Das Darm-Mikrobiom der Teilnehmer wurde vor und nach den 2 Studienwochen anhand von Stuhlproben analysiert. Die Arbeitsgruppe um Young wollte herausfinden, ob die Supplementation mit Süssstoffen das menschliche Darm-Mikrobiom in einer Art und Weise verändern würde, die auf glykämische Veränderungen hindeuten.

„Wir sahen eine ganze Reihe verschiedener Bakterienarten hervortreten … Im Wesentlichen war ein Verlust an gesundheitsförderlichen Bakterien zu beobachten“, erklärte er.

So nahmen z. B. die Konzentrationen an Eubacterium cylindroides ab, ebenso wie die Level an nützlichen und fermentativen Bifidobacterium-Lactobacillus- und Bacteroides-Populationen ab. Diese Spezies sind mit einer verstärkten Glukoseabsorption assoziiert (≤0,001 für alle). Darüber hinaus reduzierten sich die Butyrivibrio-Level. Von diesen Bakterien ist gezeigt worden, dass sie mit einer verlangsamten GLP-1-Freisetzung assoziiert sind (≤ 0,001).

„Im Gegensatz dazu sahen wir Zunahmen bei verschiedenen Darmpathogenen, die bei gesunden Menschen normalerweise gar nicht oder nur in geringen Mengen vorkommen“, sagte Young. Insbesondere war eine Zunahme von 11 opportunistischen Darmpathogenen zu beobachten, darunter KlebsiellaPorphyromonas und Finegoldia (p≤0,001 for all).

 „Bei gesunden, nicht-diabetischen Probanden reichte eine zweiwöchige Supplementation mit Süssstoffen aus, um die Darmbakterien durcheinander zu bringen und die Häufigkeit derer zu erhöhen, die man bei gesunden Menschen eigentlich nicht findet“, fasste das Team zusammen.

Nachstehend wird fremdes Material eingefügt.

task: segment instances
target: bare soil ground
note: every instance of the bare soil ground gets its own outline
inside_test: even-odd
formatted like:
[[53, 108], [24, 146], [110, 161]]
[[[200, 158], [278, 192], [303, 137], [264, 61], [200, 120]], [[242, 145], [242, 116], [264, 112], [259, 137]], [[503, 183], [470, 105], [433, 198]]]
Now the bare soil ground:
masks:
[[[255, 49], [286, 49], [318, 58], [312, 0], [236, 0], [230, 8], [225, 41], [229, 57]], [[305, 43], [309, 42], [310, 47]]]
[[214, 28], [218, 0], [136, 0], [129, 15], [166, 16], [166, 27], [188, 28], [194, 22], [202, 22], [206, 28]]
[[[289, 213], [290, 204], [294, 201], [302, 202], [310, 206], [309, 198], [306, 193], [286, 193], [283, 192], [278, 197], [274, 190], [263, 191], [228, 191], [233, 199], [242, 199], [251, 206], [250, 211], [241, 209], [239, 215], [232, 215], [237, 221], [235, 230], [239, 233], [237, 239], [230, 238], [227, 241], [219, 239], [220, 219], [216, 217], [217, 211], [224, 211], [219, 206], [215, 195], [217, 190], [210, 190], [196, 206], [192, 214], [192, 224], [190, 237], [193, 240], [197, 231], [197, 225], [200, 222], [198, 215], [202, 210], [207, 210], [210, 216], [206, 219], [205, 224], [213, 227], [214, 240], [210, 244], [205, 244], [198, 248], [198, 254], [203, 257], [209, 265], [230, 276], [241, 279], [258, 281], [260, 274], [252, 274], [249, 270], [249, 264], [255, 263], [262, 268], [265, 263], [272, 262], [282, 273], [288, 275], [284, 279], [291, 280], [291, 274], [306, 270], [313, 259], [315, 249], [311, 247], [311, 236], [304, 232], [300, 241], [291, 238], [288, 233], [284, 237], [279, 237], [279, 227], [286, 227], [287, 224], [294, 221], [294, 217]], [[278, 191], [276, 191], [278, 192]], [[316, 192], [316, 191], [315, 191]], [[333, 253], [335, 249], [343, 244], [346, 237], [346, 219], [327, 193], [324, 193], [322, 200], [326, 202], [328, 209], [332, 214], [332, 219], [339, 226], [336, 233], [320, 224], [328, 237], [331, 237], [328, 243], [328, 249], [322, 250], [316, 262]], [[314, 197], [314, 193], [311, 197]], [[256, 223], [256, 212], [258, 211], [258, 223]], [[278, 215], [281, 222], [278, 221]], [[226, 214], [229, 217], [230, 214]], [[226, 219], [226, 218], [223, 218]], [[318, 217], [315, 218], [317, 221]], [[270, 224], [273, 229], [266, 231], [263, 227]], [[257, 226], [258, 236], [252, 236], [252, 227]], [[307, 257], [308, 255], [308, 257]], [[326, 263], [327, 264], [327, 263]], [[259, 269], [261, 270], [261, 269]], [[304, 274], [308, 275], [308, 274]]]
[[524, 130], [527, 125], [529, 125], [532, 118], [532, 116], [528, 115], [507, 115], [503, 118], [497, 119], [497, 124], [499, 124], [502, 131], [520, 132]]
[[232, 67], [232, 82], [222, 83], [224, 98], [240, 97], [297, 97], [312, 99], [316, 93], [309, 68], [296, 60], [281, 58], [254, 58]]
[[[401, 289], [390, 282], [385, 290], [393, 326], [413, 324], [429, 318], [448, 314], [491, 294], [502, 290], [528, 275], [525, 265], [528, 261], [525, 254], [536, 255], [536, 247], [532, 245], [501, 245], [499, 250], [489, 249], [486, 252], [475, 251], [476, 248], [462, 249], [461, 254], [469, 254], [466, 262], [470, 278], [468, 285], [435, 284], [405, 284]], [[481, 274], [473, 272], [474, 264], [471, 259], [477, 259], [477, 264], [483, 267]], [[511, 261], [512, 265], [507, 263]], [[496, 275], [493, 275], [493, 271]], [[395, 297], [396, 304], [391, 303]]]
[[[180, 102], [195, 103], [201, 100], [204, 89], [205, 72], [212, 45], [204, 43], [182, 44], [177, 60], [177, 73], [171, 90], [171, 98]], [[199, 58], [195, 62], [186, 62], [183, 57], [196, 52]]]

Die beobachtete Abnahme fermentativer Bakterienpopulationen und die Veränderungen von Signalwegen, die von den Bakterien zur Energiegewinnung genutzt werden „deuten darauf hin, dass sich die Fähigkeit des Körpers, den Blutzucker zu regulieren, verschlechtern könnte“, fügten sie hinzu.

Als Nächstes soll getestet werden, ob die Assoziation zwischen Süssstoffen, den Veränderungen im Darmmikrobiom und den glykämischen Veränderungen kausaler Natur sei.  Die Forscher werden zu diesem Zweck „sowohl weitere Experimente mit gesunden Probanden als auch Experimente mit Menschen mit Diabetes durchführen, da diese besonders viel Süssstoffe konsumieren“.